Just as some people on the left never came to terms with losing to Thatcher – blaming the SDP instead – Yes supporters are already peddling the idea that they only lost because the No campaign fought dirty.
So let’s set the record straight on the supposed ‘lies and distortions’ of the last few months:
We did not say the BNP would win seats under AV: The Yes campaign’s not-so-clever tactic has been to deny an accusation we never made. AV helps extremists because they would get more first preference votes – losing fewer deposits along the way – and get more influence over the final result, not because they would win more seats.
We did say AV elections would more expensive: The £250 million debate centred on whether AV would lead to the use of vote counting machines. The Yes campaign said it wouldn’t; we said it would. So did Anthony Mayer, former Chief Executive of the GLA, who ran London’s elections under AV. In his words, ‘with SV there is no choice but electronic counting’.
Britain’s previous experience with multi-round preferential voting systems is clear: it led to the introduction of electronic counting for elections in London and Scotland (with SV and STV respectively). As the head of Opt2vote, a vote counting machine manufacturer, put it:
‘[With AV] manual counts will inevitably take longer, more staff will be needed or the same staff used over a longer period increasing the risk of error, more demands for re-counts…a more efficient, quicker and accurate method of count is to perform it electronically’ .
We did say AV undermines the principle of One Person, One Vote: Under AV, some people get only a first preference counted, while other voters get a wider range of preferences counted. Regardless of semantic debates over the vote counting procedure, the final result under AV, quite simply, reflects an unequal expression of voters’ preferences.
The Yes campaign regularly and repeatedly made false claims: Although it doesn’t fit their ‘whiter than white’ self-image, the Yes team continually stated that the Conservatives use AV (they don’t); that AV would ensure candidates win with majority support (it wouldn’t); and that AV would get rid of safe seats (it wouldn’t).

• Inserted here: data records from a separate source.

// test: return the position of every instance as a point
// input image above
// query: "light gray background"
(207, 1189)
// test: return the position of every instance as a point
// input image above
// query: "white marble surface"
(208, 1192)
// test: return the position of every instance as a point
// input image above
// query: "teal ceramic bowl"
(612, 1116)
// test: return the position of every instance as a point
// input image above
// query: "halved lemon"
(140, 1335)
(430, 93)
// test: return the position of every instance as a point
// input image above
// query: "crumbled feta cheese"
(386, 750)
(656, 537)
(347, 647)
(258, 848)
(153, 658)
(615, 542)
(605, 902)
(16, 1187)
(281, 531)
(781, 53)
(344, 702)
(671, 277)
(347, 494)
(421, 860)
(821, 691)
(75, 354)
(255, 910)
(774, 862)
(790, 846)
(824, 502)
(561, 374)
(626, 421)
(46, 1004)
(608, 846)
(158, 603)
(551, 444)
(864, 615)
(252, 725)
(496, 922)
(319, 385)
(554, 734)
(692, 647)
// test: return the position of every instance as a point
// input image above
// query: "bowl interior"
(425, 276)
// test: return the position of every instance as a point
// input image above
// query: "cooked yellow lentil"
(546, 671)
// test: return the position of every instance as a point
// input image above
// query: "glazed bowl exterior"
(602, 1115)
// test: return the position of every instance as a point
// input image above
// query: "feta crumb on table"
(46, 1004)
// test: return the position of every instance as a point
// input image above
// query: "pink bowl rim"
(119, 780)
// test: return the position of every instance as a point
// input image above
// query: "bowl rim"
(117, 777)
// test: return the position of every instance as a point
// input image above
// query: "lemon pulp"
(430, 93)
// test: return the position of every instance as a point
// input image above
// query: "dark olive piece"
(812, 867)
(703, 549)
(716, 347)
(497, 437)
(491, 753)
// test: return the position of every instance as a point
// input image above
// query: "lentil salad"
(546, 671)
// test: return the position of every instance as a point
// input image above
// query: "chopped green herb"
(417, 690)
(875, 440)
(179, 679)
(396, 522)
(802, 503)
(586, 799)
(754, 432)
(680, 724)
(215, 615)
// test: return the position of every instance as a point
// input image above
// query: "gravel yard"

Assuming pre-referendum polls prove accurate and the Yes campaign loses, they will have done so because they ran a poor campaign based on messages that most people don’t care about and celebrity endorsements people don’t believe. If we win, it’s because the Yes campaign never gave the general public a compelling reason to support AV.
Stabbed in the back-style myths are popular because they excuse losers from blame, and enable them to avoid the uncomfortable conclusion that their ideas are unpopular. But the truth is that voters weren’t hoodwinked by a duplicitous No campaign; they simply took a look at the change on offer and said No.